The JSON Structure Being Navigated
To understand why this multi-level approach is necessary, here's the actual JSON structure returned by the API:
{
"results": [ ← Level 1: Array extracted with data.get("results", [])
{ ← Level 2: First element accessed with users[0]
"name": { ← Level 3: Object extracted with user.get("name", {})
"first": "Emma", ← Level 4: Value extracted with name_obj.get("first", "Unknown")
"last": "Johnson"
},
"email": "alice@example.com",
"dob": { ← Level 3: Object extracted with user.get("dob", {})
"date": "1991-03-15T08:23:11.Z",
"age": 34 ← Level 4: Value extracted with dob_obj.get("age", "Unknown")
},
"location": { ← Level 3: Object extracted with user.get("location", {})
"street": { ← Level 4: Street object (nested)
"number": 1234, ← Level 5: Actual value
"name": "Queen Street"
},
"city": "Auckland", ← Level 4: Value extracted with location_obj.get("city", "Unknown")
"state": "Auckland",
"country": "New Zealand", ← Level 4: Value extracted with location_obj.get("country", "Unknown")
"postcode": "1010"
}
}
],
"info": {
"seed": "abc123",
"results": 1,
"page": 1,
"version": "1.4"
}
}
This is why defensive extraction is needed at each level—any of these keys could be missing, null, or a different type than expected. Each .get() call protects against one potential failure point.
🌊 Analogy: The Stepping Stone Method
Think of accessing nested data like crossing a river on stepping stones. You are trying to get from the bank to the "Profile" stone, but you have to step on the "User" stone first.
The Problem (Bracket Notation):
If you try data["user"]["profile"], you blindly trust the "user" stone is there. If it's missing, you step into thin air and fall into the water (Crash/KeyError).
The Solution (Chained .get):
When you use data.get("user", {}), you carry a "floating dock" (the empty dictionary) with you.
- If "user" exists, you step on it normally.
- If "user" is missing, you throw down your floating dock
{} and land on that instead.
Now, when you take the next step (.get("profile")), you are standing safely on the floating dock. You look for "profile," don't find it, and safely return None—your feet stay dry, and the program doesn't crash.
This verbose approach might seem excessive for a simple user extraction, but it prevents all six failure modes from Section 2. In production, this defensive style is standard practice.

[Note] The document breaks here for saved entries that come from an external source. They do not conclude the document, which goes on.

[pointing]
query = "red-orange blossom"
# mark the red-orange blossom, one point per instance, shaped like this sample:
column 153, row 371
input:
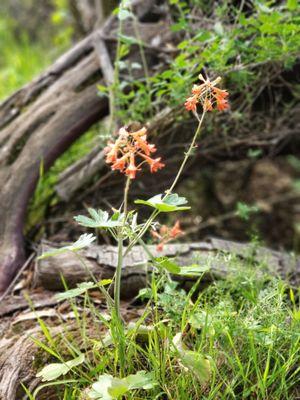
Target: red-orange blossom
column 128, row 147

🐍 Python Idiom: The "Short-Circuit" OR
In other developers' code, you will often see this pattern:
# The "Short-Circuit" Idiom
name = user.get("name") or "Unknown"
This relies on Python's or operator. If the first value is "falsy" (None, empty string, 0, etc.), Python automatically returns the second value.
Why we didn't use it here:
This idiom is dangerous for numbers! If a user has a score of 0 (a valid number), the "Short-Circuit" would treat it as "falsy" and replace it with the default.
data.get("score", 10) → Returns 0 (Correct)
data.get("score") or 10 → Returns 10 (Bug!)
Use the idiom only when you are certain that 0 or empty strings are invalid data.
By combining the "Stepping Stone" pattern with careful defaults, you have moved beyond brittle bracket notation to production-grade extraction. While this defensive style requires more typing, it guarantees that your program stays dry and functional even when the data floodwaters rise. With this foundation in place, you are ready to encapsulate this logic into reusable functions that keep your main code clean and readable.